You Don’t Gain Control with a Promotion
When I was a Senior Engineer, I thought if I moved into a Tech Lead role, I’d have more say and control over what the team did. When I was a Tech Lead, I thought if I moved into a Head of Engineering role, I’d have more say and control over what the department did. I’ve found myself to be wrong both times, and both times, it’s felt like I’ve had less say and less control than I thought I’d have.
As a Senior Engineer, I wanted things to be built and created a certain way, so moving into a Tech Lead position seemed like the logical way to do that. But once in that role, my problems became so much wider that I didn’t have the time to get into the details of how one thing was coded and created. Over time, as Tech Lead, I wanted things to be architectured and built a certain way, so moving into the Head of Engineering position seemed like the logical way to do that. But once in that role, my problems became so much wider that I didn’t have the time to get into the details of how architectures were built or created.

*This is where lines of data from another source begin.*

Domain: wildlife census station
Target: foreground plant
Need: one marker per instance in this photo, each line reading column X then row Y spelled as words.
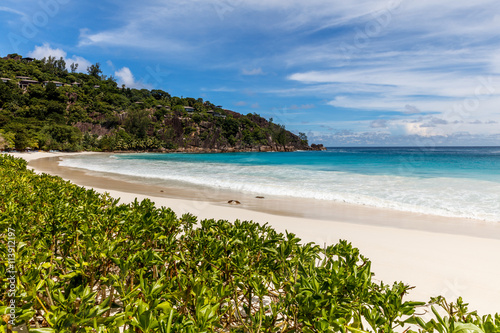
column 86, row 263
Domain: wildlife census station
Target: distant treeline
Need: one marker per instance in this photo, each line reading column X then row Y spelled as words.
column 45, row 106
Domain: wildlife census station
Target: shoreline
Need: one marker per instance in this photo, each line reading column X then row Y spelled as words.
column 440, row 256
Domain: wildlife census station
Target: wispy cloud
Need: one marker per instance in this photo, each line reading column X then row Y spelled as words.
column 125, row 77
column 255, row 71
column 45, row 51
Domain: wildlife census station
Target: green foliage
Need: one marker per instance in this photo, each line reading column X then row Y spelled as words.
column 87, row 263
column 97, row 106
column 137, row 122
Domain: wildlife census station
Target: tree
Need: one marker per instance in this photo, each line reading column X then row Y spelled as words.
column 21, row 140
column 303, row 138
column 74, row 67
column 95, row 70
column 137, row 123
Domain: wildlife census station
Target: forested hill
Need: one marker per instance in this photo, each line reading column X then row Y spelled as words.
column 45, row 106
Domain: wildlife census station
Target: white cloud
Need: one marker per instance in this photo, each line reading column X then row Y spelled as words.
column 126, row 77
column 45, row 51
column 379, row 123
column 255, row 71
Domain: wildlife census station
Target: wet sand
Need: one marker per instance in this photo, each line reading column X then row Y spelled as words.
column 440, row 256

The point is that you can influence and solve the problems you have, right now, in the role you’ve already got. Maybe you’ll need permission, but you can get that if you need it. Getting promoted into a role doesn’t give you any power to fix the problems you had before because those are now someone else’s problems. When you’re promoted, you’ll be solving the problems of that role, not the role you’re in. You’ll be playing a different ballgame, in a whole other arena, that’ll make the problems of your previous role pale in comparison.